Have you noticed that many in the political class are absolutely shameless in trying to protect themselves and their colleagues from legitimate inquiry into their activities? For instance, Congress has passed a number of whistle‐blower statutes, including the “financial‐reform bill,” to protect government and private‐sector employees from retaliation when reporting the misdeeds of their superiors. Yet, the staff of members of Congress — precisely the people who are most likely to know about political corruption — enjoy no such protection.
Congress, under the guise of “campaign‐finance reform,” has repeatedly tried to find constitutional ways of limiting the free speech of real and potential opponents. What is even more remarkable, some members of Congress are not content with just trying to protect themselves, but have gone so far as to try to protect corrupt foreign leaders from those who may wish to expose their wrongdoing.
Exhibit A in this tawdry tale is a bill introduced by a notorious member of Congress, Rep. Maxine Waters, California Democrat, now up before her colleagues on ethics charges involving her successful attempt to get the taxpayers to bail out a bank where her husband sat on the board and where the Waterses had a substantial financial interest. This same Ms.

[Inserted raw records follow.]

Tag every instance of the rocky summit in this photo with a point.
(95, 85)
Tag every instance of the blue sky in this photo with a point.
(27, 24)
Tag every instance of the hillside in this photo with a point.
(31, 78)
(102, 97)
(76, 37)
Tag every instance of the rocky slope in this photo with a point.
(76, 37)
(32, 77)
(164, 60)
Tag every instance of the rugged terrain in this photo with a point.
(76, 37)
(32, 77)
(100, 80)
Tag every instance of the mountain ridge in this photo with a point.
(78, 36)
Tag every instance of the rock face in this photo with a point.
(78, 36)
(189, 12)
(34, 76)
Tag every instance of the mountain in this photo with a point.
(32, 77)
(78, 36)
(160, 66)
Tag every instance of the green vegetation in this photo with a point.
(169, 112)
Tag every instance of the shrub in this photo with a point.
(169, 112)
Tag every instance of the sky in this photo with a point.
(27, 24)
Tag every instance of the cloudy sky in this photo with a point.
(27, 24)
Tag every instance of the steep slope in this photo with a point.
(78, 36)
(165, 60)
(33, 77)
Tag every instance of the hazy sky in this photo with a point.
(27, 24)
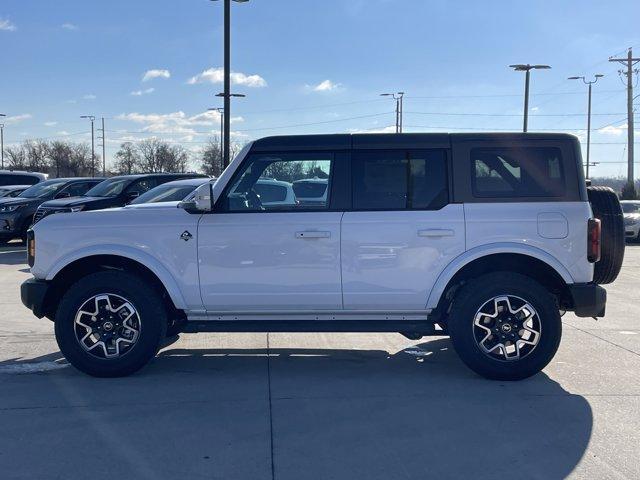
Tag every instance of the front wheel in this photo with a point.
(110, 324)
(505, 326)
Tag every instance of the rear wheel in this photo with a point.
(505, 326)
(110, 324)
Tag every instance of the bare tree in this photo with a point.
(127, 159)
(59, 155)
(16, 157)
(36, 155)
(210, 158)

Waters sponsored a bill, HR 2932, known as the “Stop Vulture Funds Act,” which would basically prohibit investment funds that have acquired foreign debt that is now in default from seeking restitution from the defaulting and often highly corrupt governments.
These funds, which those who pander to the corrupt and irresponsible call “vulture funds,” are actually the “good guys,” because the investment fund managers have a very strong incentive to make sure that crooked government officials do not run off with their money, and thus they are willing to spend considerable time and money to provide the necessary evidence about ethically challenged government officials to the courts and news media.
Most of these fund managers do not undertake this activity for high‐minded purposes, but to make a profit. As Adam Smith noted more than two centuries ago, the butcher, the baker and the candlestick maker provide useful products for their fellow citizens primarily because they wish to make a profit — but in doing so, everyone benefits.
Why has Mrs. Waters introduced a bill to try to eliminate some of those who expose government corruption? In an excellent article in The Washington Post last week, Carol Leonnig explained how the corrupt president of the Republic of Congo, Denis Sassou‐Nguesso, had funded a number of Washington lobbyists — to the tune of $10 million — with the goal of shutting down the sovereign debt investment funds. These lobbyists, in many meetings with Ms. Waters’ staff, convinced her to introduce the legislation, which they largely wrote. But there is more to the story.
Back in 2006, I wrote several articles for The Washington Times exposing the misdeeds of Mr. Sassou‐Nguesso — including his misuse of Washington lobbyists. These articles described, as others are now doing, how Mr. Sassou‐Nguesso left his people in poverty while enriching himself from the Republic of Congo’s huge oil wealth. English courts had certified his corruption, in part based on the good legal and investigative work of one of the foreign government debt investment funds. As a result, Mr. Sassou‐Nguesso finally settled most of his country’s debts. Now he appears desirous of getting revenge by trying to get the U.S. Congress to prohibit funds that have invested in government debt from legitimately going after those who defrauded them and other investors.
In last week’s column, I described an arms deal between the French and Saudi governments, whereby the French are alleged in documents that will be presented to the court to have overcharged grossly the Saudis in order for kickbacks to be given to officials in the government of former President Jacques Chirac and his political party. The only reason this multibillion‐dollar scam came to light was because of a complaint and legal filing in Paris by an individual involved in the case who felt cheated out of his commission. This is another example of a private party pursuing his own self‐interest but, in doing so, revealing a major crime involving government officials. In an interesting twist, Jean‐Yves Ollivier, a crony of Mr. Chirac, set up the system of international accounts to hide funds for African dictators, as documented by Global Witness and court filings in Hong Kong and London. Mr. Ollivier received $1 million dollars from the same Washington lobbying firm that received millions from Mr. Sassou‐Nguesso and convinced Mrs. Waters to introduce “The Stop Vulture Act.” Why, why, why?
Corruption in the issuance of government contracts is often brought to light by businesses that were deprived of the right to compete on a fair basis. Organizations representing taxpayers and public policy think tanks have identified many hundreds of billions of dollars of waste, fraud, abuse and unconstitutional federal spending, which, if corrected, would take away any excuse by the political class about the “need” for tax increases. Rather than eliminate the unnecessary spending, some of the political class, directly or indirectly, threaten Internal Revenue Service audits or the tax‐exempt status of these spending watchdogs.
Governments rarely adequately police themselves, and international organizations, such as the United Nations, International Monetary Fund, Organization for Economic Cooperation and Development, World Bank, etc., not only fail to police their member governments, but often end up sanctioning some of their members’ worst practices. Thus, the news media, private companies, including investment funds, private individuals, and taxpayer and good‐government organizations must not be quashed in their efforts to expose corrupt government officials. Fortunately, we can still vote out those in power who seek to restrict our ability to expose their wrongdoing.